Acaba yayınlamakla iyi mi ettik
Başbakan Tayyip Erdoğan’ı tebrik ediyorum. Bir Türkiye Cumhuriyeti
vatandaşı olarak kendisine teşekkür ediyorum.
Nedenini açıklamadan önce küçük bir hatırayla başlayayım.
Bundan üç yıl önce Atina’da bir kitapçıda bir albüm gördüm.
1890 ile 1905 yılları arasında Anadolu’da Rumların yaşadığı şehirlerin
kartpostallarından oluşan bir albümdü.
O Albüm
Rize, Fatsa, Ünye, Samsun, Trabzon ve daha birçok Anadolu şehrine ait
manzaraların yer aldığı kartpostallardı bunlar.
Orada dikkat ettim.
Karadeniz’in bu şehirlerinin her biri birer Portofino, San Remo veya İtalya’nın
Positano’sunun mimari estetiğine sahip yerlerdi.
O günlerde kartpostallardaki yerlerin, aynı açıdan bugünkü fotoğraflarını
çekip yayınlamıştık.
Yan yana fotoğraflar, aradan geçen 100 yıl içinde bu şirin kasaba ve şehirlerin
ne hale geldiğini gösteren çok acıklı birer belgeydi.
Ne yazık ki bu tahribatı yapanlar da bizlerdik.
Sonraları, kendi kendimizi böylesine kötü düşürmeye hakkımız var mıydı
diye çok düşündüm.
Ama birilerinin bu cesareti göstermesi lazımdı.
İtiraf edelim, biz Türkler ne yazık ki 20’nci yüzyılın ikinci yarısından
sonra ülkemizi tahrip ettik.
İşte bu nedenle Başbakan Tayyip Erdoğan’a önceki gün yaptığı konuşması
için teşekkür ediyorum.
Bir Türk başbakanı, ilk defa vatandaşlara ‘Lütfen çirkin değil, güzel
evler yapın’ diyor.
Biliyorum bazılarınız, ‘Ne yani, çirkin ev yapın mı diyecekti’

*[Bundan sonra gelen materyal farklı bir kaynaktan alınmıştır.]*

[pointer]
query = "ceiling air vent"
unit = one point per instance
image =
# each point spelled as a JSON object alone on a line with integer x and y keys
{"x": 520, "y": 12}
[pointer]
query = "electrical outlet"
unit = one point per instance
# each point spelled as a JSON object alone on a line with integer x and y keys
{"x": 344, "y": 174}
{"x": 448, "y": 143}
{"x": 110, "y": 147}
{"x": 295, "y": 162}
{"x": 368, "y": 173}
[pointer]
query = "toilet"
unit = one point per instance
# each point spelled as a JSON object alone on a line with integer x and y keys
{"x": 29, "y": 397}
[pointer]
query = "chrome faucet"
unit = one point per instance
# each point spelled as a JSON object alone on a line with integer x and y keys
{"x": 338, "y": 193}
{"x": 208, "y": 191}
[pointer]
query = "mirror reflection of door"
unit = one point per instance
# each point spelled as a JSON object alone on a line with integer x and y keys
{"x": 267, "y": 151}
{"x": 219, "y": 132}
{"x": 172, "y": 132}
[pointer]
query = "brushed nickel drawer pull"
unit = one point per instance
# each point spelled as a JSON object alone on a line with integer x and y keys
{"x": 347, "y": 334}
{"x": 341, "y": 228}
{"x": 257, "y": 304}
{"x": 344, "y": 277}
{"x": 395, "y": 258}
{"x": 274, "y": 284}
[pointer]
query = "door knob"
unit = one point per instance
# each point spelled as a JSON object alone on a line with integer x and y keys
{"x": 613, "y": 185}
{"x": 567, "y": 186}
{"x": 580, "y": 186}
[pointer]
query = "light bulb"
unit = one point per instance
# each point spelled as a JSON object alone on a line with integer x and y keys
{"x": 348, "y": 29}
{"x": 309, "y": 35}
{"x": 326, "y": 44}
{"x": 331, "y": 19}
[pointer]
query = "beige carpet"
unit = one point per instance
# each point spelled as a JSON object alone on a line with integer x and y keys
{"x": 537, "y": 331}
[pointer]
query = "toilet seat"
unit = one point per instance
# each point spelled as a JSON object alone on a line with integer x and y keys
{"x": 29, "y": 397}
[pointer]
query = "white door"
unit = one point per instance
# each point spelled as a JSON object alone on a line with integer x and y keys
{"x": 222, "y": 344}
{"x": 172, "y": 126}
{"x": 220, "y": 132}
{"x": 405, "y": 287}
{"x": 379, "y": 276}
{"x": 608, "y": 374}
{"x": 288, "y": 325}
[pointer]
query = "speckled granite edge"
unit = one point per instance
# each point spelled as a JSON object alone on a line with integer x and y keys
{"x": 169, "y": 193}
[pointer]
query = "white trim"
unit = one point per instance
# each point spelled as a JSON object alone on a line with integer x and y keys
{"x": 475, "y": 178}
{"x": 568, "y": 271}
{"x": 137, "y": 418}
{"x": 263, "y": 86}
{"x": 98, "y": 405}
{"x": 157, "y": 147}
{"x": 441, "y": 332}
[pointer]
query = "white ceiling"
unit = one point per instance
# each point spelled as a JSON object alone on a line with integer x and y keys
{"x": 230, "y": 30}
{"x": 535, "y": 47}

diyerek, bu sözlerin üzerini bir kalemde çizeceksiniz.
Hele hele yeminli Erdoğan düşmanlarından en küçük sempati
beklemiyorum.
Ama lütfen siz öyle yapmayın.
Çocuklarınınz için
Bu ricayı ciddiye alın. Kendiniz için, ama daha çok da çocuklarınız
ve torunlarınız için ciddiye alın.
Türkiye dünyaya açıldığından beri çok kötü bir yanımızı daha çarpıcı
şekilde görmeye başladık.
Ne yazık ki şehirlerimiz çok çirkin.
Şehir dokusuna sahip, gözümüzü rahatsız etmeyen mahallelerimiz,
semtlerimiz yok denecek kadar az.
1950’li yıllardan itibaren demokrasiyi, istediğimiz yere, istediğimiz
kadar çirkin binalar yapmak olarak algıladık.
Alaçatı Örneği
Babadan, anadan kalma arsayı kıymetlendirmenin tek yolunun, üzerine ecüş
bücüş apartmanlar dikmek olduğuna inandık.
Mide bulandırıcı bir egoizm ve açgözlülükle ülkemizi tarumar ettik.
Evet hiç çekinmeden itiraf edelim, gocunmadan adını koyalım.
1950 sonrasında dünyanın en barbar toplumlarından biri haline geldik.
Ne yazık ki bu barbarlık, bizim kuşaklarımıza ait bir insanlık suçu
oldu.
En kötüsü, çirkinlikten rahatsız olmayan, zevksiz, vurdumduymaz nesiller
yarattık.
Şimdi artık görüyoruz ki, bir arsayı, bir mahalleyi, semti değerlendirmenin
en kalıcı ve kárlı yolu, onun üzerine estetik binalar yapmak, şehir
dokuları yaratmakmış.
Alın Alaçatı’yı.
Denize sahili olmayan bir kasabanın nasıl yükseldiğine bir bakın.
Nasıl mı?
Yarım yüzyıllık barbarlıktan kendini kurtarabilmiş basit ama güzel
evleri, ayakta kalmayı başarmış dokusu sayesinde.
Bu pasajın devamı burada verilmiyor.